Thirdly I am curious to what further extent my opponent would have us prosecute the English war? Shall we conquer all of Albion and set up our own far flung kingdom there, as William attempted to do here? I do not favor such a course. The war with England is over. If they have the temerity to attack we should crush them, but if they merely sit back and fume then what purpose funding further armies and expeditions into their broken and destitute lands?
I believe there is an honorable peace to be hand with the German people. We have whittled away their Kaisers and the will of their nobles to fight as we have whittled away their nation. There must come a time when peace is preferrable to extermination. If the King wishes peace, if he trusts we have repaid their treachery, then peace can be found, I am certain of it.
The Council has spoken their will on the matter of a Moorish crusade already. I suggest that we put the matter of what to do with taken territory up to a vote. I vow to follow the results of such a vote no matter what they are; it is not the intent of my House to profit above others from a crusade as I believe we have repeatedly made abundantly clear.
For all the men lost in our campaigns I say a prayer, as I always have, but is it not also true that God granted us our positions for a purpose? The loss of a noble life is a matter of some weight, and it is fitting that we mourn our own friends, our own sort, even as the friends and kind of our soldiers mourn theirs. All these lives are given freely for France. We are the descendants of warriors and we follow a King who wears a lion's heart in battle! Some blood must fall so that the glory of God and Franks surpasses all others. Weep, yes, but do not turn aside from battles. Peace at any cost has not passed the lips of any man here.

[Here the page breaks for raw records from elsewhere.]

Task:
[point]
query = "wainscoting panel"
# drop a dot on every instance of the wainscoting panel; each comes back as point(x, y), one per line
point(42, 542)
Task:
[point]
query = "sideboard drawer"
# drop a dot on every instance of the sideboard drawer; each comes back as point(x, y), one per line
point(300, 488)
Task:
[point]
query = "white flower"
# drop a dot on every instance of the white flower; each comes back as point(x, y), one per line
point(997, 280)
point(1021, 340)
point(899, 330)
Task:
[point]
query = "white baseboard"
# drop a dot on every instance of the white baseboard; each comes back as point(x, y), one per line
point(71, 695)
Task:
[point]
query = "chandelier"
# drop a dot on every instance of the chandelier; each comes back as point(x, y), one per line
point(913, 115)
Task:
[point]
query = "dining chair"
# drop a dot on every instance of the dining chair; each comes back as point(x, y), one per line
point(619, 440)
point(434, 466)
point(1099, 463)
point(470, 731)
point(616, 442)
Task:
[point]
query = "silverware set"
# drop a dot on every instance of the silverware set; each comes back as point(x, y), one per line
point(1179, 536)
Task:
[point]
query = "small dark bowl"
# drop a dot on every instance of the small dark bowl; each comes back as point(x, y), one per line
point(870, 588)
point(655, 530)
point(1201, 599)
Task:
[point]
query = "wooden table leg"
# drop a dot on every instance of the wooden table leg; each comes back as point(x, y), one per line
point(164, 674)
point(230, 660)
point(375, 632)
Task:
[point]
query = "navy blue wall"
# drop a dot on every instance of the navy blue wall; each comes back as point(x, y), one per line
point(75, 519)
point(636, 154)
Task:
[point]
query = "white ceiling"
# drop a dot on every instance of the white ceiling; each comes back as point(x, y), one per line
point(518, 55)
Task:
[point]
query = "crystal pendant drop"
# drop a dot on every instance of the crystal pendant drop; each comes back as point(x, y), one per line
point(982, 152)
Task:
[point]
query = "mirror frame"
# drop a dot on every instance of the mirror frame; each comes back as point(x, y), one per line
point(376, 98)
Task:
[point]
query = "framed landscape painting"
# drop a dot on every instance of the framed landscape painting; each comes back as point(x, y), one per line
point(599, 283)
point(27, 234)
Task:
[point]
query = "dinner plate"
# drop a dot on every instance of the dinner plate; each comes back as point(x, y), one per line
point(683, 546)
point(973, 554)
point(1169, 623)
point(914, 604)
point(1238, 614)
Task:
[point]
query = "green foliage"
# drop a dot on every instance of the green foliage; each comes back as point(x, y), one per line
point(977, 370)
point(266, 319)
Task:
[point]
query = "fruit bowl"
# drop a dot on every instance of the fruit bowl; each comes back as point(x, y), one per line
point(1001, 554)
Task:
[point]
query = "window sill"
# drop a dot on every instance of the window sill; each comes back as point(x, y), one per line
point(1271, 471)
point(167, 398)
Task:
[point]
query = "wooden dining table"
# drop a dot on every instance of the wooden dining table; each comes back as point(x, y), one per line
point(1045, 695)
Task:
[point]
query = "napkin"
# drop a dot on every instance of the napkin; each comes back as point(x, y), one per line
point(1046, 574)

I mean to bring peace to our enemies at the point of our sword, and to maintain us in such strength that it would be folly for them to come against us. Surely the world itself trembles at the thought of France whole and enraged. If they do not, they will, most especially the heathens and infidels, cowering filth that they are.
Louis voice rings with passion as he finishes his speech, and still he casts a wry glance in the direction of the founder of the Order at the end.